Since internists typically take care of many elderly patients with multiple chronic conditions, ACP expressed concern from the outset that this proposed payment structure may adversely impact internal medicine specialists, subspecialists, and their patients. ACP President Ana María López, MD, MPH, FACP, observed in a press statement released the day after the proposed rules were published that “Reimbursing the most complex E/M services to such patients at the same flat level as healthier patients with less complex problems could undervalue the physician skills and training needed to care for such patients.”
CMS proposes to mitigate the potential adverse impact of instituting flat payments for most visit codes by creating new add-on “G” codes that will pay primary care and nonprocedural subspecialists an additional set dollar amount for each visit billed, $5 for primary care physicians and $9 for subspecialists. In addition, CMS proposed to add a new “G” code for prolonged face-to-face visits (visits that take more than the typical amount of time for each visit code), which, depending on the details of implementation, could allow physicians to be paid more for complex visits requiring more time.
Pluses and minuses
When the impact of the proposed payment policy changes is taken together, ACP's calculations—consistent with CMS's—show that internists who have a typical mix of office visits, levels 2 through 5, would see little change in their overall Medicare payments, when the flat fee and primary care add-on payments are included. (We were unable to calculate the impact of the prolonged service codes, because CMS has not yet issued detailed instructions on how and when they could be billed. Nor did our estimates include increased revenue from virtual visits, since Medicare has no track record of paying for such services.) And, of course, all internists would benefit from an easing of documentation and reporting requirements.
Some internal medicine subspecialists and geriatricians, though, likely would see substantial cuts because they bill more frequently for the higher-level codes. It's not just the direct impact on these physicians that raises concerns but also the direct impact on their patients: If fewer physicians enter or remain in the disciplines that take care of patients with the greatest health care needs, or if physicians react to the changes by scheduling shorter visits, patients would suffer. Complex cognitive care needs to be valued appropriately for the physician work and skill involved, and in this regard, CMS's proposal falls short.
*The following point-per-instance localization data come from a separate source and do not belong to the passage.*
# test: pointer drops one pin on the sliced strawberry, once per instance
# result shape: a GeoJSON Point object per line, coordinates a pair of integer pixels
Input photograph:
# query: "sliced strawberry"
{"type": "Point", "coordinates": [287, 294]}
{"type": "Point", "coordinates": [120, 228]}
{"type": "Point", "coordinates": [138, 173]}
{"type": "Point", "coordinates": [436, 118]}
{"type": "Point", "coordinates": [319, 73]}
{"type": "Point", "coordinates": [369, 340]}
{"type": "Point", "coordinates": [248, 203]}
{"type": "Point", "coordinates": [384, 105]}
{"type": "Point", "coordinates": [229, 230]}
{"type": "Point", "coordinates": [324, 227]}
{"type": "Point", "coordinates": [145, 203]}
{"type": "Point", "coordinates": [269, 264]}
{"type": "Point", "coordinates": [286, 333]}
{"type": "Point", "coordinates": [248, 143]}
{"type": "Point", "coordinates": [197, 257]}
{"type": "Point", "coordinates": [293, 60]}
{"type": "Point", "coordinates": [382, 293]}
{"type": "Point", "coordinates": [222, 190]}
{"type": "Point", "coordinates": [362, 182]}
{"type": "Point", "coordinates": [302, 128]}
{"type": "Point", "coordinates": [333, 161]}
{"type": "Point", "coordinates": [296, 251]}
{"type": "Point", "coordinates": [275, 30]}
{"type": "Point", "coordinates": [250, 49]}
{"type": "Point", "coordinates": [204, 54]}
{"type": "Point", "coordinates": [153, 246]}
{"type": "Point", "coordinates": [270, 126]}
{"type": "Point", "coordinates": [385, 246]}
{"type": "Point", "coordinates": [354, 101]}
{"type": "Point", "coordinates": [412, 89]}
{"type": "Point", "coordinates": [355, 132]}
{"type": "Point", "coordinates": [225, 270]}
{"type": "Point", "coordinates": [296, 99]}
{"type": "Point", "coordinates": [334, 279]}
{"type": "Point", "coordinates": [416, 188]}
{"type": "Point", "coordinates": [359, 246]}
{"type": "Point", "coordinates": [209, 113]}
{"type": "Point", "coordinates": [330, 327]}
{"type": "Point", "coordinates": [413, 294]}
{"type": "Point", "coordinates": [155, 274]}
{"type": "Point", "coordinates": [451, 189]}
ACP is crafting a detailed and comprehensive response to the agency's proposals, which is due to CMS on Sept. 10. Our goal will be to encourage the agency to move forward on the many changes that are aligned with ACP's advocacy agenda—easing of documentation requirements, making the MIPS program less burdensome, retiring low-value measures, and paying for virtual visits among them—while looking for alternatives that would not disadvantage physicians who take care of patients with the most complex conditions.
While we won't know the full results until the final rules are published in November, I am confident that the College's advocacy to improve the nitty-gritty details of CMS's regulations will have made a difference for the better in the daily lives of our members and in the health of their patients.